K.T. kannte ja das Risiko, nicht verstanden zu werden...:

"Roda Roda sagt: »Humor ist die Verdauung der Satten, Satire der Schrei der Hungrigen.« Das ist das Wesen der Satire, aber wie erreicht sie ihre großen Wirkungen, mit welchen Mitteln arbeitet sie? Ich möchte hier einige Ausführungen des Genossen Eduard Fuchs zitieren: Jede Kunst, sagt Eduard Fuchs, ist Karikatur, wenn man nämlich unter Karikatur Hinweglassung des Unwesentlichen und die dadurch notwendige Betonung des Wesentlichen versteht. In ganz besonderem Maße wendet die Satire die Karikatur als Mittel an. (…)"

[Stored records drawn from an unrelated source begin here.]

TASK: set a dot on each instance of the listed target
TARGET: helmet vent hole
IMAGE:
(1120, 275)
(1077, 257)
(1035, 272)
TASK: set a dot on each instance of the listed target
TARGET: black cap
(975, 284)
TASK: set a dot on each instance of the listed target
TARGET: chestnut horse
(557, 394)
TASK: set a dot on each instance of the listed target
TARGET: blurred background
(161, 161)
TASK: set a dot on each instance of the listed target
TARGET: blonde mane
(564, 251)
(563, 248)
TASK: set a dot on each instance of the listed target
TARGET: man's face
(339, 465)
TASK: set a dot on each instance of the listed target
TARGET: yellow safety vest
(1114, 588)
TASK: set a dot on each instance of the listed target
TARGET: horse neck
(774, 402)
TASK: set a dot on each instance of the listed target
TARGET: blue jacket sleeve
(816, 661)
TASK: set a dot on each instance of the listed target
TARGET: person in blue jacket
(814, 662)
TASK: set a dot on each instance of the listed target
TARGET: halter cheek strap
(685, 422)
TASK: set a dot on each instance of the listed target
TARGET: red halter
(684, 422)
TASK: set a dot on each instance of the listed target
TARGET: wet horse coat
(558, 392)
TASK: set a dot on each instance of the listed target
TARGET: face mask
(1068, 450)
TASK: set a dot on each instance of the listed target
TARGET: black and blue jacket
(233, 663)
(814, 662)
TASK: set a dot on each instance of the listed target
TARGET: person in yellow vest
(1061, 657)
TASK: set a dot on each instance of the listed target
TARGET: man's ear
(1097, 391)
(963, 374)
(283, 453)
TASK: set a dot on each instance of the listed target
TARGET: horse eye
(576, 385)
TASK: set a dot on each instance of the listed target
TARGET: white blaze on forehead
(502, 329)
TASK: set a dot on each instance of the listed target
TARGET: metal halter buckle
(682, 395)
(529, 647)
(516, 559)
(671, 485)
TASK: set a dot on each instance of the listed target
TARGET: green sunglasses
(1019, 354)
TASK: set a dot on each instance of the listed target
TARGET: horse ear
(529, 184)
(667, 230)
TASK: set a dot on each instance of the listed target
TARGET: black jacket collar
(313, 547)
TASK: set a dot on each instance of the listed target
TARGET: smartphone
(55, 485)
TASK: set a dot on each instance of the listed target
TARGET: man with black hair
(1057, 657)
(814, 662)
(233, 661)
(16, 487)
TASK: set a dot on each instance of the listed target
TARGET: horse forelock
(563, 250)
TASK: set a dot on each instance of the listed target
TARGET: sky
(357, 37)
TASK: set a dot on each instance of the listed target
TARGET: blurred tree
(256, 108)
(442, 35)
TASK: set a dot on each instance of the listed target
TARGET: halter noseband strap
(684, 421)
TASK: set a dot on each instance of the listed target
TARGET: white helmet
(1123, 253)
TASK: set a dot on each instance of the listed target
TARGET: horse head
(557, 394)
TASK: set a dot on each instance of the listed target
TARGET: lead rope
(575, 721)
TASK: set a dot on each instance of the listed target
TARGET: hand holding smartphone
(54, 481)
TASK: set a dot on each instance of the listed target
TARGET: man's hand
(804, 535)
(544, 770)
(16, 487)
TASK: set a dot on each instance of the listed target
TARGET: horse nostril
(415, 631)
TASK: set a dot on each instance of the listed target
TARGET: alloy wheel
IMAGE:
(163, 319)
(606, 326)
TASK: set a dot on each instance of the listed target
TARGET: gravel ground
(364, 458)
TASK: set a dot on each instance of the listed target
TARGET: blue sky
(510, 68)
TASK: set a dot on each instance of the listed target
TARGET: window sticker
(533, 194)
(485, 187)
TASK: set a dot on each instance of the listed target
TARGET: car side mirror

(Aus: K.T.: "Die moderne politische Satire in der Literatur". In: Dresdner Volkszeitung. 14.05.1912, Nr. 110. - Text 38; in Bd. 1. KT: GTB. S. 51)

*

Dass humorvoll lustiges Geschwätz und anspruchvoll-ideelle, kritische Satire (.. mit der intentio ex negativo, als ästhetisch sozialisierte Aggression...) zweierlei sind, kann man sogar an einfachen oder olligen Beispielen hier im Forum nachlesen ("volkstümlich" wird solch ein provozierendes Denken wohl nie!);... s. "Albtraum":

Internet-Tipp: /seniorentreff/de/diskussion/threads/thread3079.php


 Laudine antwortete am 13.09.06 (10:43):

„[…] Ich resigniere. Ich kämpfe weiter, aber ich resigniere. Wir stehen hier fast ganz allein in Deutschland…Pathos tut nichts und Spott nicht und Tadel nicht und sachliche Kritik nicht. Sie wollen nichts hören.“ Ignaz Wrobel: Prozeß Marloh. In: Die Weltbühne, 18.12.1919, Nr. 52.
ich denke schon, dass er gegen die ignoranz und republikfeindlichkeit großer teile der bevölkerung gekämpft hat, um der idee der republik willen.
„[…] Ich weiß schon: man kann keinen überzeugen, der seine Überzeugung fest in sich trägt, er müßte sich ja dann nachher totschießen…das ist auch gar nicht der Zweck dieser geistigen Übungen. Aber ich kann mir da eine Art ersprießlicher Gegeneinanderarbeit denken, einen wirklichen Kampf, bei dem die Schilde aufeinan-derkrachen, daß die Funken stieben; man lernt den Gegner kennen, der Gegner lernt uns kennen, es ist wirklich eine Schlacht. Und nicht dieser Privatsieg vor einem Parkett der Eigenen.“
Peter Panter: Die Inseln. In: Die Weltbühne, 02.07.1929, Nr. 27.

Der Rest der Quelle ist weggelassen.